Oui, je suis bien d’accord, sauf que les « agences de notation » ont pour objet d’évaluer la capacité des États à rembourser leur dette. Idem pour les grandes entreprises. En France les PME sont aussi notées par la Banque de France, tout comme les particuliers (en principe), par les banques. Si l’État, ou les entreprises ont une bonne note, ils peuvent alors emprunter sur « les marchés » à des taux intéressants.
Pour « by passer » ces agences de notation, il suffit de ne pas dépenser plus qu’on ne gagne et réservons l’emprunt uniquement pour les investissements qui sont, en principe, sensés rembourser le crédit.

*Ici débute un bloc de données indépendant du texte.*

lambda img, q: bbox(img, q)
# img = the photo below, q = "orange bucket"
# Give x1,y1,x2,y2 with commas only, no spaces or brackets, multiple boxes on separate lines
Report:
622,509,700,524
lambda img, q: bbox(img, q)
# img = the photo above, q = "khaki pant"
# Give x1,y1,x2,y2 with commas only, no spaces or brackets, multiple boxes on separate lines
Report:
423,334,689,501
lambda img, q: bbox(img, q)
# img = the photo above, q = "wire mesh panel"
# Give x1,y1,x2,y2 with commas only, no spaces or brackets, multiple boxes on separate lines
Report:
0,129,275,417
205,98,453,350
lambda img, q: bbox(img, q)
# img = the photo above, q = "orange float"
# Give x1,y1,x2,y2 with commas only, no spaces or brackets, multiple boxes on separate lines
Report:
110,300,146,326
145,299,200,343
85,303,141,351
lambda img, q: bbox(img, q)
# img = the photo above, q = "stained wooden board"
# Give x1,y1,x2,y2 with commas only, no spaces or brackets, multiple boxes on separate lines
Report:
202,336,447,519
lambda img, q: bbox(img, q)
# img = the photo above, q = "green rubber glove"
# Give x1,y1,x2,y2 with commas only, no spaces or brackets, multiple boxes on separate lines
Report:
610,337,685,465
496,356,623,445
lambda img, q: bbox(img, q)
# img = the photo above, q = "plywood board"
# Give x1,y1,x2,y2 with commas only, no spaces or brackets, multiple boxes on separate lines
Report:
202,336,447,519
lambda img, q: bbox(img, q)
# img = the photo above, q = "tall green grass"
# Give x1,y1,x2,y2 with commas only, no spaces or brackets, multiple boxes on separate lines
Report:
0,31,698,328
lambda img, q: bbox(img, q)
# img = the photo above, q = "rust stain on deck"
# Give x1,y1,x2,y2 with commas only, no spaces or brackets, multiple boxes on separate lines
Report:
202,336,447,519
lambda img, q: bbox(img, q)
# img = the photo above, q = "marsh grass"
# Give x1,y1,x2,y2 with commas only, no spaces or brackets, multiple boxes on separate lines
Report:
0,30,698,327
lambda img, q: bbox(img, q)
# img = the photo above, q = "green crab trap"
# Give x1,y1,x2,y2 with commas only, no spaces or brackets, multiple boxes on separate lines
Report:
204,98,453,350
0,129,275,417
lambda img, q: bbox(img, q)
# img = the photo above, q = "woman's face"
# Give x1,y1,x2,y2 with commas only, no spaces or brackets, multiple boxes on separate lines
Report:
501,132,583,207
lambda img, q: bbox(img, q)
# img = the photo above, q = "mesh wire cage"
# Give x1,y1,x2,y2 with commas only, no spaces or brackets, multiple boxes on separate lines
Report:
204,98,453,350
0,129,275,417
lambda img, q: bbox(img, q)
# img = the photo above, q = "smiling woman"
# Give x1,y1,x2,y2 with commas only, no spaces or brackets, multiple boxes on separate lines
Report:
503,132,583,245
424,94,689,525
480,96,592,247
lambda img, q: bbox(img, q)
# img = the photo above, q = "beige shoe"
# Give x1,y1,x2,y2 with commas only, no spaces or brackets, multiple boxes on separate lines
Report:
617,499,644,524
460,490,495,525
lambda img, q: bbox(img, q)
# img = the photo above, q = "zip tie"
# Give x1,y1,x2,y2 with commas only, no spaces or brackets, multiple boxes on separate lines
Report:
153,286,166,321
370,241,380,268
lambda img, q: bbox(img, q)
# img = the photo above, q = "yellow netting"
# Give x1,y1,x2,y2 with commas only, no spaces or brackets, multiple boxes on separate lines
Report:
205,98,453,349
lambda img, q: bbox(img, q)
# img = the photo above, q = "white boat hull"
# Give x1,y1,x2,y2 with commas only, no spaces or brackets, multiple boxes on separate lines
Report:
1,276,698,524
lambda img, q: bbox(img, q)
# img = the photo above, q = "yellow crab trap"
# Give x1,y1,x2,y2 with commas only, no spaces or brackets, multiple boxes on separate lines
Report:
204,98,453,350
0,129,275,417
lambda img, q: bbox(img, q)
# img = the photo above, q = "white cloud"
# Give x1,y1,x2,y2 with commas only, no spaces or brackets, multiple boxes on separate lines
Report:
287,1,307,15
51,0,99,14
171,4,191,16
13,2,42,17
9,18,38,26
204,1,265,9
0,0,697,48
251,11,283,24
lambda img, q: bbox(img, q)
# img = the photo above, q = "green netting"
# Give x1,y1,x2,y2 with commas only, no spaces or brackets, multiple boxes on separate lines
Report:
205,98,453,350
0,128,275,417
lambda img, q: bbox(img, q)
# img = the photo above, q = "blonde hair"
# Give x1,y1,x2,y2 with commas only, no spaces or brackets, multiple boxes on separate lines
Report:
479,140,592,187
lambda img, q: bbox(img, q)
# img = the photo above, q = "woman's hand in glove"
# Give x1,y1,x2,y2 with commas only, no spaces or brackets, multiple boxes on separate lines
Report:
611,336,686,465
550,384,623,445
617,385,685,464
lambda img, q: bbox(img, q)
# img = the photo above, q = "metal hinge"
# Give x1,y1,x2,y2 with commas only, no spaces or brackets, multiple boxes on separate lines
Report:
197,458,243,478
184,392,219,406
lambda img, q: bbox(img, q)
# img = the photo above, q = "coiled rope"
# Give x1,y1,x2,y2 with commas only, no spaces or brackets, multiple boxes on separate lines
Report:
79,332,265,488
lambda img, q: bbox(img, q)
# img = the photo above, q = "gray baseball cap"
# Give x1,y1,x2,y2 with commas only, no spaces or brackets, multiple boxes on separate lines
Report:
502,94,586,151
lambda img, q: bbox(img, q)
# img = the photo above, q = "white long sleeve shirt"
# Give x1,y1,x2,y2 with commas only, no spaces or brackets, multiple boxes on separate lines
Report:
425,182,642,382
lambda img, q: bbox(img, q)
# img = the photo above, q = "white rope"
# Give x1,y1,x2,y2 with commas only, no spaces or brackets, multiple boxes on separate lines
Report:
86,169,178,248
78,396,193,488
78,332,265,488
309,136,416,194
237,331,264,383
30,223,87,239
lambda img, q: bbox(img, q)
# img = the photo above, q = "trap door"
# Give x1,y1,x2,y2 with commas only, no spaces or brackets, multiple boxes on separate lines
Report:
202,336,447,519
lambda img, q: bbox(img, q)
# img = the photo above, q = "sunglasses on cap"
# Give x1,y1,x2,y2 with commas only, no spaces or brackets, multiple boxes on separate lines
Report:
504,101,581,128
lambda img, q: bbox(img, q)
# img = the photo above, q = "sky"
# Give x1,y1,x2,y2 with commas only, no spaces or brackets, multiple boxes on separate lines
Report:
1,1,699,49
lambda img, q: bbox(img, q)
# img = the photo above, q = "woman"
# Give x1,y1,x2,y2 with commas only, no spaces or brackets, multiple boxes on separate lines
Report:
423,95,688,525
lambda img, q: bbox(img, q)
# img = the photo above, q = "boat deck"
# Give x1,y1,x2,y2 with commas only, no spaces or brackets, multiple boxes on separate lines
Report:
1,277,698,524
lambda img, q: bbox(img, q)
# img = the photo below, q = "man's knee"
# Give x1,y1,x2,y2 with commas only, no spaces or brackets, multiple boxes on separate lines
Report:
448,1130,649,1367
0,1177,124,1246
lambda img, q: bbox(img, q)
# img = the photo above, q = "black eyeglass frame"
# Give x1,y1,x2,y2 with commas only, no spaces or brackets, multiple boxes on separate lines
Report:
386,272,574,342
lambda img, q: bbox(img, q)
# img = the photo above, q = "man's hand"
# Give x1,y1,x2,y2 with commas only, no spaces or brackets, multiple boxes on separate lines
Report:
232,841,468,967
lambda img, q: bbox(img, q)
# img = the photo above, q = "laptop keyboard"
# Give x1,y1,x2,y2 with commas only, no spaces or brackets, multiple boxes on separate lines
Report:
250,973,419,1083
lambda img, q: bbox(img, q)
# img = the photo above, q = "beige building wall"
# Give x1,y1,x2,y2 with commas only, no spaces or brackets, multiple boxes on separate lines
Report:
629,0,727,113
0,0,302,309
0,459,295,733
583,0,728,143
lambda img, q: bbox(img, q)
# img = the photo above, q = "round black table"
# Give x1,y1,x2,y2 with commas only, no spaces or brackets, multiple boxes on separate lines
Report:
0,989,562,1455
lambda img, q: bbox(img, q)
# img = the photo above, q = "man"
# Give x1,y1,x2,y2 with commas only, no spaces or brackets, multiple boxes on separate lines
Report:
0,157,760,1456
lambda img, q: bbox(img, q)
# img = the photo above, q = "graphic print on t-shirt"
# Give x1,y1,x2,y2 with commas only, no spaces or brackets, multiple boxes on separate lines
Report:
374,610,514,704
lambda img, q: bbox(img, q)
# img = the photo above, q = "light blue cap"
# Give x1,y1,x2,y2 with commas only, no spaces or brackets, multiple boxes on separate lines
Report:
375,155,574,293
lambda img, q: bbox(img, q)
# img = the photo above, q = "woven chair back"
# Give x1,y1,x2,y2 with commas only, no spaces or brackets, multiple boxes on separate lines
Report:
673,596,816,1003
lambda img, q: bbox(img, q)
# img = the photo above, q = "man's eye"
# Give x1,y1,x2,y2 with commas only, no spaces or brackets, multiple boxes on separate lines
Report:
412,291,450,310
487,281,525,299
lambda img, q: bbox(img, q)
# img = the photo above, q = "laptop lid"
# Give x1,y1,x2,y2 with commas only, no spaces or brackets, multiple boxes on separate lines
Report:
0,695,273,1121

Effectivement Nordi, les agences de notation, de par leurs évaluations, permettent aux Etats d’avoir des emprunts intéressants. Et c’est là tout le problème. On donne à quelques petits acteurs privés le pouvoir d’influer sur des emprunts publics qui concernent toute la société. C’est une catégorie d’acteur privé qui discipline des acteurs politiques élus. D’autre part, dans un système économique pas si lointain que cela, les gouvernements avaient la marge de manoeuvre pour mener des politiques budgétaires, puisque la création monétaire était une prérogative de l’Etat. Dès lors que les citoyens avaient confiance dans leurs gouvernements et la monnaie du pays, l’Etat pouvait mener des politiques de relance. C’est bien pour cela qu’on qualifie la monnaie de fiduciaire (qui veut dire confiance).
Maintenant que des fonctions essentielles de l’Etat ont été transférées au secteur privé, ce sont ces quelques acteurs privés qui dirigent des secteurs clés de l’économie et dictent leurs lois contre tout principe démocratique.
Je suis toujours de votre avis, mais nous sommes au XXIe siècle et à l’heure de la mondialisation, ce n’est plus le seul État qui crée sa monnaie, surtout en ce qui concerne l’Europe. On ne peut pas revenir en arrière.
Par contre, il faudra certainement, comme vous sembler le suggérer en filigrane, une agence de notation européenne, totalement indépendante ou dépendante de la Banque Centrale Européenne.
Effectivement, et nous sommes d’accord, il faut encadrer les agences de notation. En ce qui concerne la création monétaire, même dans le cadre de la mondialisation, un Etat peut conserver sa souveraineté monétaire. Tout dépend des choix politiques effectués. En France, les Banques privées, qui créent la majeure partie de la masse monétaire en circulation (ce qu’on appelle la monnaie scripturale), étaient publiques jusque dans les années 80. Ce n’est qu’à partir de cette date qu’elles ont été privatisées. Cela permettait au gouvernement d’avoir une socialisation des investissements, c’est à dire de mener des investissements publics d’intérêt général, et parallèle des investissements privés. Bien entendu, pour éviter tout abus et gaspillage, il faut un contrôle véritablement démocratique des comptes publics (transparence totale des actes publics, démocratie directe,…).
Il faut bien comprendre que les faits humains, même de grande ampleur, ne sont que les faits d’individus qui prennent des décisions qui s’imposent à un plus grand nombre. Ces faits sont différents des faits physiques qui s’imposent à nous (on ne peut que subir et tenter d’atténuer les effets d’un tremblement de terre ou d’un cyclone, mais on ne peut pas décider de les supprimer définitivement). En revanche, les faits sociaux sont réversibles. Malheureusement, il faut parfois des révolutions ou des guerres pour faire changer radicalement les choses. Il faut juste espérer qu’on en arrive pas à là.